エージェントに専用の PC を与える主な理由は、ソフトウェアを自動的に使用してさまざまなタスクを実行できるようにするためです。クラウド型または仮想 PC はこのシナリオに適しており、一時的な存在として扱えるためです。つまり、エージェントがタスクを完了するだけ長く稼働させ、その後シャットダウンできます。エージェントを隔離された仮想プライベートクラウド内に保持することは、LAN やデータセンター内で自由に動かすよりも好ましい場合があります。物理 PC のみに依存している組織や、ローカルマシン上で VM をエージェントに運転させることに不安がある組織は、オンプレミス仮想 PC のセットアップの複雑さよりも、クラウド型 PC を好むかもしれません。

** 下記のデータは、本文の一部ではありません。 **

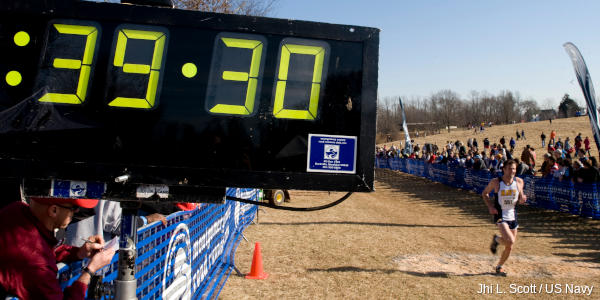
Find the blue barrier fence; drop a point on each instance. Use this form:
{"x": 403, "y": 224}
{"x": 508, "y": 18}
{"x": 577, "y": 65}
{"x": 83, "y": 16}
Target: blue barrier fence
{"x": 191, "y": 257}
{"x": 549, "y": 193}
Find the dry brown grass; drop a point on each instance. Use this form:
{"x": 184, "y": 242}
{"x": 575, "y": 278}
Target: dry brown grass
{"x": 568, "y": 127}
{"x": 413, "y": 239}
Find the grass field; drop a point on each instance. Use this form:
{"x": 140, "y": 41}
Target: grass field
{"x": 416, "y": 239}
{"x": 568, "y": 127}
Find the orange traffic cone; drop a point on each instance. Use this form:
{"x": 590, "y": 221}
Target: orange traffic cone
{"x": 256, "y": 271}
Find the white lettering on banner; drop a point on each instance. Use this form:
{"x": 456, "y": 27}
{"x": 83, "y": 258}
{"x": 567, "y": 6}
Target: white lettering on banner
{"x": 203, "y": 244}
{"x": 178, "y": 265}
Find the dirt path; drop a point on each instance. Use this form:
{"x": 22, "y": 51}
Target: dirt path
{"x": 411, "y": 239}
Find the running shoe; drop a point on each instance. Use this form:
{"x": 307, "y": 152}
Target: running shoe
{"x": 494, "y": 244}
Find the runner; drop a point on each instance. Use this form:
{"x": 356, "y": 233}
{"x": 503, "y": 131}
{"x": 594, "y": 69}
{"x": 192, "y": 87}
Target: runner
{"x": 507, "y": 189}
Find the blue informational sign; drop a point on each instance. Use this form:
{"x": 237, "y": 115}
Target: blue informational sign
{"x": 77, "y": 189}
{"x": 331, "y": 154}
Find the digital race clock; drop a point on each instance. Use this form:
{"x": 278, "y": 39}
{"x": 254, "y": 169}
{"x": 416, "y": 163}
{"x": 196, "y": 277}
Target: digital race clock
{"x": 94, "y": 91}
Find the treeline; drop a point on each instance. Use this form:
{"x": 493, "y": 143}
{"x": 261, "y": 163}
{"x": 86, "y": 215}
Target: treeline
{"x": 446, "y": 109}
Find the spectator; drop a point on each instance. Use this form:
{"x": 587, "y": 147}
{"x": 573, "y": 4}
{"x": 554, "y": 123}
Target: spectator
{"x": 546, "y": 166}
{"x": 552, "y": 137}
{"x": 532, "y": 152}
{"x": 28, "y": 255}
{"x": 566, "y": 170}
{"x": 478, "y": 164}
{"x": 558, "y": 144}
{"x": 578, "y": 141}
{"x": 543, "y": 137}
{"x": 577, "y": 166}
{"x": 586, "y": 143}
{"x": 552, "y": 166}
{"x": 527, "y": 158}
{"x": 587, "y": 174}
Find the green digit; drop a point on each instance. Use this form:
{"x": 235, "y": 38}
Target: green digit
{"x": 251, "y": 77}
{"x": 299, "y": 47}
{"x": 153, "y": 70}
{"x": 84, "y": 65}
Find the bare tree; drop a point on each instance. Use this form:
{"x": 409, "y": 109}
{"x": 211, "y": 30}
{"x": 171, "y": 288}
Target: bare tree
{"x": 528, "y": 109}
{"x": 447, "y": 104}
{"x": 240, "y": 7}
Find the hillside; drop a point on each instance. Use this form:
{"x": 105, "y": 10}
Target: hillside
{"x": 568, "y": 127}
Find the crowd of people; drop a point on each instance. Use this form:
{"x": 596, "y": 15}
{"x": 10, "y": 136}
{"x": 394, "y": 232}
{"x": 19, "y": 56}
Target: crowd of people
{"x": 563, "y": 159}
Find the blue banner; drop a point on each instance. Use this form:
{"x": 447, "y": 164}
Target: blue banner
{"x": 548, "y": 193}
{"x": 190, "y": 258}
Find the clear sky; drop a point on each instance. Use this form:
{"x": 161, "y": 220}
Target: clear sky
{"x": 483, "y": 45}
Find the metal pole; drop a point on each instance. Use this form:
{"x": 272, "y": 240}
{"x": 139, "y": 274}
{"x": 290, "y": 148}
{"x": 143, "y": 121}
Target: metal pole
{"x": 126, "y": 283}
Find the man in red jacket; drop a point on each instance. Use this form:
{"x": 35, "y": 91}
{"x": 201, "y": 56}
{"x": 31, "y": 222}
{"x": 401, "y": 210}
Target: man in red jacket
{"x": 28, "y": 252}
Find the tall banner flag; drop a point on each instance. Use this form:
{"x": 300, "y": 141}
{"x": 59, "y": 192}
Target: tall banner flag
{"x": 585, "y": 81}
{"x": 407, "y": 143}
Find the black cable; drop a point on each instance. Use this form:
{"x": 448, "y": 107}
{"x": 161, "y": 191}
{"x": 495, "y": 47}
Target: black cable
{"x": 334, "y": 203}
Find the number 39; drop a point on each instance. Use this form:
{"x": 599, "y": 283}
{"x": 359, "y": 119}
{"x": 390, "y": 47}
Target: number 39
{"x": 235, "y": 77}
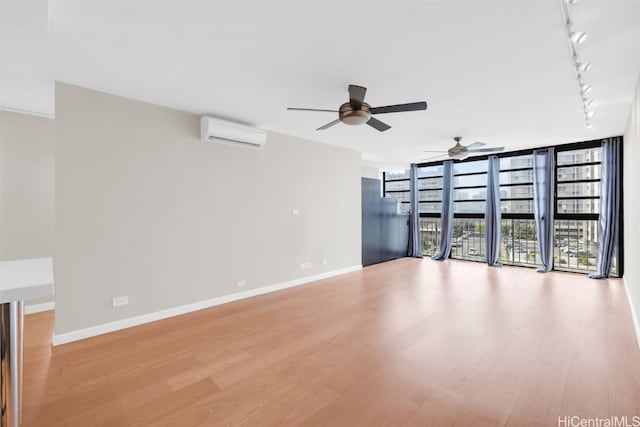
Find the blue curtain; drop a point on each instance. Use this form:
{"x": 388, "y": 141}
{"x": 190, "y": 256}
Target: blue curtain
{"x": 415, "y": 243}
{"x": 446, "y": 219}
{"x": 543, "y": 204}
{"x": 492, "y": 216}
{"x": 609, "y": 207}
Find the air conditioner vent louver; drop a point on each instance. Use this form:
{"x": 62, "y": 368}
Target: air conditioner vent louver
{"x": 225, "y": 132}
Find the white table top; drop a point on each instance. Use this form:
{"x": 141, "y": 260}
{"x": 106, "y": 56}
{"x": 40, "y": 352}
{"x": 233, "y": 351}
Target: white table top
{"x": 26, "y": 279}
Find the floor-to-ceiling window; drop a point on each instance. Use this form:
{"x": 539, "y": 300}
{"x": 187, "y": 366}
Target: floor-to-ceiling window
{"x": 469, "y": 203}
{"x": 577, "y": 201}
{"x": 577, "y": 207}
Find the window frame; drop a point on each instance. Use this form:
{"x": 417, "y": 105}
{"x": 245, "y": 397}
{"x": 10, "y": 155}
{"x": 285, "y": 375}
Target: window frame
{"x": 596, "y": 143}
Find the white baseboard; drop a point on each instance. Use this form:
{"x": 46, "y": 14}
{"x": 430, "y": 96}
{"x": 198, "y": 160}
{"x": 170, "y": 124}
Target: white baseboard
{"x": 634, "y": 315}
{"x": 104, "y": 328}
{"x": 37, "y": 308}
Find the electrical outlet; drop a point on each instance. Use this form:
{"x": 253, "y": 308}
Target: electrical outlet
{"x": 118, "y": 301}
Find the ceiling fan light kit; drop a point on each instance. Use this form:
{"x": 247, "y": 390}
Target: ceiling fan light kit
{"x": 357, "y": 112}
{"x": 575, "y": 38}
{"x": 461, "y": 152}
{"x": 349, "y": 116}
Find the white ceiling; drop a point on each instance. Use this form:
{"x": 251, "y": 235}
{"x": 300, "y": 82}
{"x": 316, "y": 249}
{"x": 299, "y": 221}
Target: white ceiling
{"x": 494, "y": 71}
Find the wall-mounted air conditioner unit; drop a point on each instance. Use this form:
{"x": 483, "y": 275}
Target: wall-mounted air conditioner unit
{"x": 222, "y": 131}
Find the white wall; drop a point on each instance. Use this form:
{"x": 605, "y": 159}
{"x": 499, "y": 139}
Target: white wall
{"x": 145, "y": 209}
{"x": 631, "y": 197}
{"x": 26, "y": 186}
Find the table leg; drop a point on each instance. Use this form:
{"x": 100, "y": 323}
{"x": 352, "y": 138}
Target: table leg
{"x": 11, "y": 316}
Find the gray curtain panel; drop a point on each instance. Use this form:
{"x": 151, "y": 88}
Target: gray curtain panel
{"x": 415, "y": 243}
{"x": 609, "y": 207}
{"x": 446, "y": 227}
{"x": 493, "y": 216}
{"x": 543, "y": 204}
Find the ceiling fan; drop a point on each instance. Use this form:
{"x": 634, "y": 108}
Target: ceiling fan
{"x": 460, "y": 151}
{"x": 357, "y": 112}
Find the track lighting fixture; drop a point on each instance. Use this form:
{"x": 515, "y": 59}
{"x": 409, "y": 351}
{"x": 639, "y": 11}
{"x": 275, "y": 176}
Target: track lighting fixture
{"x": 583, "y": 66}
{"x": 575, "y": 38}
{"x": 578, "y": 37}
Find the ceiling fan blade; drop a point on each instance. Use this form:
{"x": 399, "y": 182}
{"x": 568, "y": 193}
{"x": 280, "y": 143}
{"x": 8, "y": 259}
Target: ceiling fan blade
{"x": 375, "y": 123}
{"x": 434, "y": 157}
{"x": 487, "y": 150}
{"x": 414, "y": 106}
{"x": 475, "y": 144}
{"x": 310, "y": 109}
{"x": 356, "y": 96}
{"x": 328, "y": 125}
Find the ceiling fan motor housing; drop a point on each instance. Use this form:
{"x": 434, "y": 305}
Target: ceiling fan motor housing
{"x": 353, "y": 117}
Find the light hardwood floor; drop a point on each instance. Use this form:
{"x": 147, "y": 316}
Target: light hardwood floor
{"x": 408, "y": 342}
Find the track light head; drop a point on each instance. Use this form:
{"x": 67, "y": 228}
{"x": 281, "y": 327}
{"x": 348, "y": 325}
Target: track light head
{"x": 578, "y": 37}
{"x": 585, "y": 88}
{"x": 583, "y": 66}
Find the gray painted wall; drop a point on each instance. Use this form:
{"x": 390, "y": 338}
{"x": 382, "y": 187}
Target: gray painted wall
{"x": 145, "y": 209}
{"x": 632, "y": 204}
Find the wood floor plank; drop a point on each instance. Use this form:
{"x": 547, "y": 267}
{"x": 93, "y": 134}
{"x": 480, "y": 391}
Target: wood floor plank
{"x": 409, "y": 342}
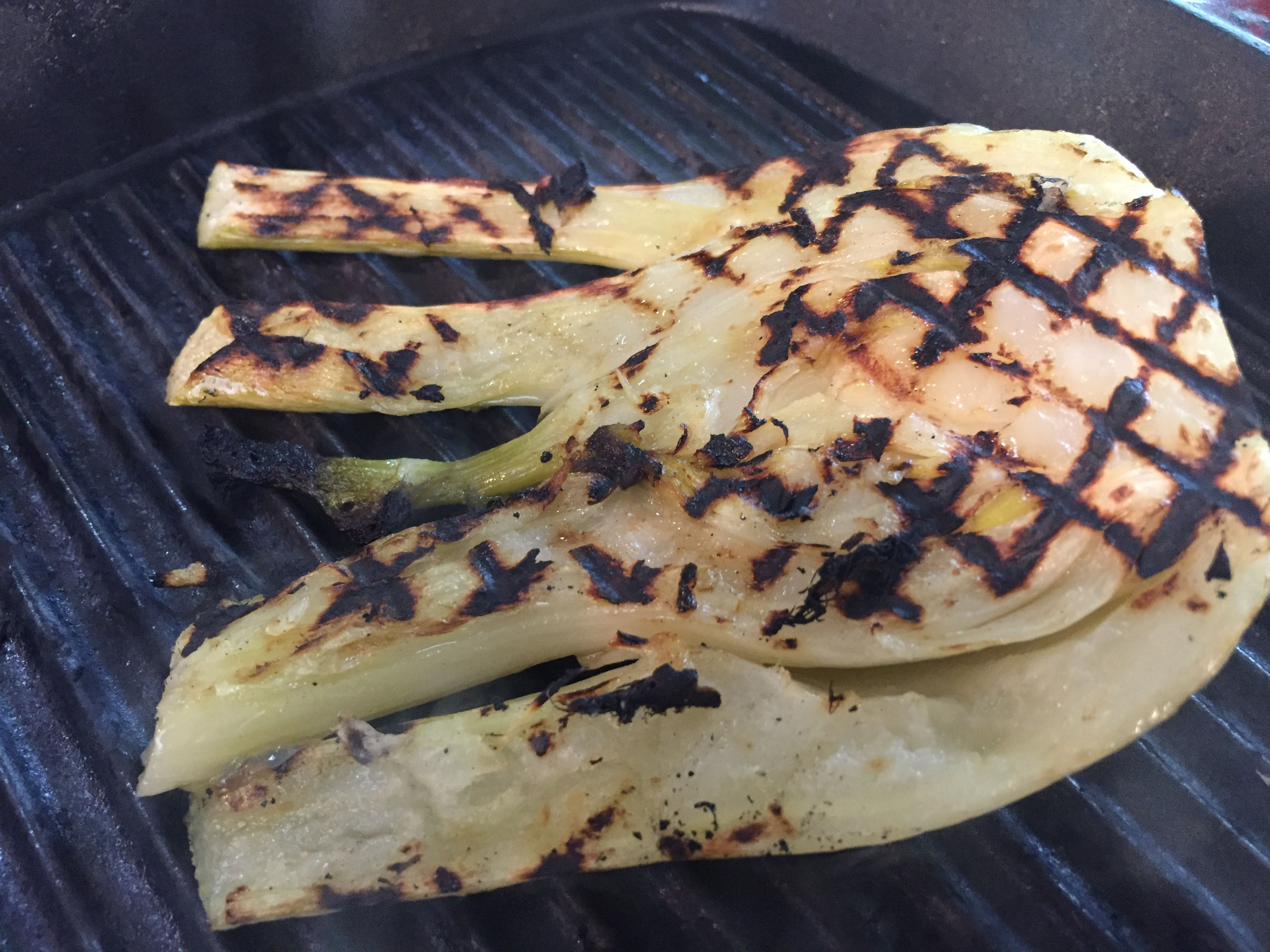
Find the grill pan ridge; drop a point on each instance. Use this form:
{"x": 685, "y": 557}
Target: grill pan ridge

AWS は、WorkSpaces サービスが提供する多くのインスタンスタイプへのエージェントアクセスを許可します。これらは、単一の仮想 CPU と 2GB の RAM を提供する小規模なインスタンスから、GPU、32 vCPU、256GB の RAM を搭載した大規模な高性能マシンまで幅広く対応しています。Amazon は WorkSpaces をすべて、ノンストップアクセスが可能な月額定額料金、または小額の基本料金に時間課金を加えた料金のいずれかでレンタルしています。
エージェントにクラウド型 PC を運転させるのは Amazon だけではありません:Microsoft もエージェント専用バージョンの Windows 365 サービス just for agents を作成しました。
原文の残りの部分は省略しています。